Larry 2010/11

I’ve archived my first couple of exchanges with Larry the Creationist here to start at the beginning of my experience with him. Future dialogs will appear in regular posts and archives.

 

October 9nd, 2010 500 PhD’s on Piltdown & Nebraska Man at the Scopes trial
Larry repeated two old creationist canards that have been disputed many times, and one that is just so plain stupid on its face it’s amazing it still gets mileage.

  1. The first, 500 dissertations awarded on research of the Piltdown hoax, is the one I say is so obviously false that anyone repeating this one must first be asked if they’re joking. Think for a moment how many PhDs are awarded each year in paleontology or anthropology on any subject, and then consider how many would have to be awarded for any significant number to be on a single subject. The actual answer is probably no dissertations exist that dealt with Piltdown, and anyone making such a claim should have to produce the works themselves. Just Google “500 dissertations on piltdown” to debunk this one.
  2. The second claim, that the famed “Nebraska Man” fossil, the misidentified peccary tooth, was presented as evidence at the Scopes trial of 1925 is almost as easily disputed. First, “Nebraska Man” had already been discarded by the scientific community by the time the trial started, and anyone familiar with the trial should know that the judge ruled out any scientists as witnesses. But if you still want to be sure just search the trial transcripts here.

 

October 2nd, 2010  Human and Chimp Y Chromosomes
Larry claimed that a recent paper in Nature documented new research that shows that chimp and human DNA is only 70% similar, not the usual high nineties typically quoted by scientists. This one was very easy to debunk, details posted here at The Pandas Thumb.
Richard Leakey and the AustralopithecinesI wasn’t keeping tracks of exact dates when Larry made this bogus claim. I didn’t realize then how week after week he’d say something blitheringly stupid, but from this point on I began tracking the dates.
I knew that Richard Leakey’s views of the Australopithecines had changed over time. I’ve reviewed several of his books written before and after Johanson’s discovery of afarensis (Lucy), and he clearly became convinced as more fossils were found that that australos were human ancestors.Also, remember in my first post about Larry and Kevin I cited the introduction to McHenry’s paper where he states:

Most paleoanthropologists (e.g. Groves 1989; Tobias 1991; Wood 1991, 1992; Skelton & McHenry 1992; Walker & Leakey 1993a; McHenry 1994c; Strait et al 1997; Asfaw et al 1999a; Klein 1999; Wolpoff 1999; Wood & Collard 1999), but not all (e.g. Oxnard 1975), agree that Homo evolved from Australopithecus, but there is less consensus on which species of Australopithecus is the most likely ancestor and which fossils are the earliest members of Homo.

So after Larry had read this, several times in fact, I was sort of surprised when he claimed that Leakey had called australos apes and not human ancestors in National Geographic.
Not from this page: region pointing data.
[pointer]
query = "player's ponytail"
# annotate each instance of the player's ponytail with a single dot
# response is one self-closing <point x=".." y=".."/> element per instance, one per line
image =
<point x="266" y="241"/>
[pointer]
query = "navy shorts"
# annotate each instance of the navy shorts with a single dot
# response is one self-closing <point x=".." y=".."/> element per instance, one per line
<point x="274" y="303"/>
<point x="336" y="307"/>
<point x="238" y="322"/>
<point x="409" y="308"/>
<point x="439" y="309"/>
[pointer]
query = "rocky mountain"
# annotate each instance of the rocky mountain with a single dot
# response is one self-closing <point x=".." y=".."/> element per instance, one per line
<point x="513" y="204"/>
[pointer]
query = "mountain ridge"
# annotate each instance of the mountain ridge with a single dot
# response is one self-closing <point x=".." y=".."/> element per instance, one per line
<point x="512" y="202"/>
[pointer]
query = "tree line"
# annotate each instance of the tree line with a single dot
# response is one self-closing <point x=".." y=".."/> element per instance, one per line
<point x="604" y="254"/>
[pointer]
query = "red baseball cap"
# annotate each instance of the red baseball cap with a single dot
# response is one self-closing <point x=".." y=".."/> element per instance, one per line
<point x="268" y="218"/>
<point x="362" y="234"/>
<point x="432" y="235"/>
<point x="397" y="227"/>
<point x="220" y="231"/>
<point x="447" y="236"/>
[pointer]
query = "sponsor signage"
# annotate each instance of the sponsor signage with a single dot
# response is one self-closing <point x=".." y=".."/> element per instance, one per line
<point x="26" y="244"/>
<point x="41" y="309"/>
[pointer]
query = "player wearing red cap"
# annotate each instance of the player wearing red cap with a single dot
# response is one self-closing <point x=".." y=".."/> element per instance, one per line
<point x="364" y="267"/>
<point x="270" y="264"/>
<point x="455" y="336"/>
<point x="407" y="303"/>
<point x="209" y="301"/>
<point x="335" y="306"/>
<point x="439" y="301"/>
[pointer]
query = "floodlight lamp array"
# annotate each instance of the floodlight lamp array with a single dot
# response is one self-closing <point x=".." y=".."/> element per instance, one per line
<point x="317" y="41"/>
But I knew by then that Larry got all his information from creationist sources, so he was likely to blurt out completely inaccurate statements at any time.

The staff of the Nat Geo archives are extremely helpful people, and with their robust database were able to tell me that the only issue that mentions both Leakey and Australopithecines is June 1973, Volume 143, number 6. On pages 822 and 829 Leakey not only does not call australos apes, but refers to them as “near man”. Larry was not only wrong, but dead one hundred eighty degrees opposite direction wrong.

But get this: even after reading the Nat Geo article himself, Larry still doesn’t admit he’s wrong. No, he claims there’s another issue with Skull 1470, the Leakey team’s discovery and the subject of the piece, with the skull on the cover and that’s the one in which Leakey calls the human ancestors apes.

I thought this sounded odd since I wondered why Nat Geo would feature the skull on the cover after this article already appeared and gave good coverage to the discovery. Was Larry just flinging shit around like a monkey? He sure was. I searched the archive of issues at the downtown branch of the Madison Public Library and found no such issue.

This is a pattern: prove Larry wrong, catch him just spouting common creationist crap and he just makes stuff up and piles it on.